UK Business Secretary, Greg Clark says Honda’s decision to shutter its British plant in Swindon is “devastating” with the potential loss of all 3,500 jobs at the site.

The Japanese manufacturer is restructuring its global manufacturing network and will shut its UK manufacturing facilities at Swindon in 2021. It will also cease manufacturing in Turkey and look to consolidate future production at plants in North America and Japan.

The company said the restructure comes as ‘Honda accelerates its commitment to electrified cars, in response to the unprecedented changes in the global automotive industry’.

It said the ‘significant challenges of electrification will see Honda revise its global manufacturing operations, and focus activity in regions where it expects to have high production volumes’

“Honda have announced, as part of a global restructuring, plans to close their Swindon plant in 2021; and instead manufacture and export the new Civic model into Europe from Japan,” said the Business Secretary. “As Honda have said, this is a commercial decision based on unprecedented changes in the global market. Regardless, this is a devastating decision for Swindon and the UK.

“This news is a particularly bitter blow to the thousands of skilled and dedicated staff who work at the factory, their families and all of those employed in the supply chain.

“I will convene a taskforce in Swindon with local MPs, civic and business leaders as well as trade union representatives to ensure the skills and expertise of the workforce is retained and these highly valued employees move into new skilled employment.

“The automotive industry is undergoing a rapid transition to new technology.
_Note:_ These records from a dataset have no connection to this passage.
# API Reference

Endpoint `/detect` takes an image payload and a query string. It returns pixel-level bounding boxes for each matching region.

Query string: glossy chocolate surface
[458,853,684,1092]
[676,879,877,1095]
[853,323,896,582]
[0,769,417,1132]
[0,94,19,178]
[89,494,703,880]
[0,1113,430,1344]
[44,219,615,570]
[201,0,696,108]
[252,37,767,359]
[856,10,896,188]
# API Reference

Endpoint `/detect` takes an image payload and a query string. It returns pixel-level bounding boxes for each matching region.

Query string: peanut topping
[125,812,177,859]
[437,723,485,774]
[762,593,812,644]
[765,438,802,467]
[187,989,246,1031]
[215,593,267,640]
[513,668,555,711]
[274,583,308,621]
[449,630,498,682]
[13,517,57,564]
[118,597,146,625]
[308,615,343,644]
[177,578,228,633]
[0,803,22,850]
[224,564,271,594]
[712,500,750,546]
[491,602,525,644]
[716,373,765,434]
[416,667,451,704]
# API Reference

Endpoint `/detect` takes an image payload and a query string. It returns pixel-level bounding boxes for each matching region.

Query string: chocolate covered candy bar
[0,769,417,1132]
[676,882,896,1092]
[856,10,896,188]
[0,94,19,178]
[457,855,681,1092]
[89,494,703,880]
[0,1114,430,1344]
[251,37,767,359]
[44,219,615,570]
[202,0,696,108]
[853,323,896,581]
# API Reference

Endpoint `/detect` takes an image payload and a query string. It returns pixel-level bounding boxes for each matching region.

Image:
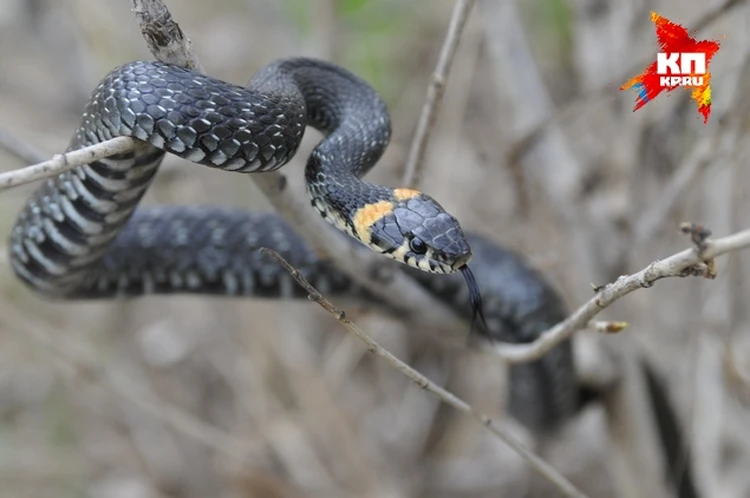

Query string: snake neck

The UK is one of the leaders in the development of these technologies and so it is deeply disappointing that this decision has been taken now.”

British labour body, Unite, said it would enter into “meaningful consultations with the Honda management” to examine the business case for the factory’s future, although it does not give any indication what this could entail.

“We acknowledge the global challenges Honda has outlined in its statement, but we don’t accept this plant, with its highly skilled and dedicated workforce, does not have a viable future,” said Unite national officer for the automotive sector, Des Quinn.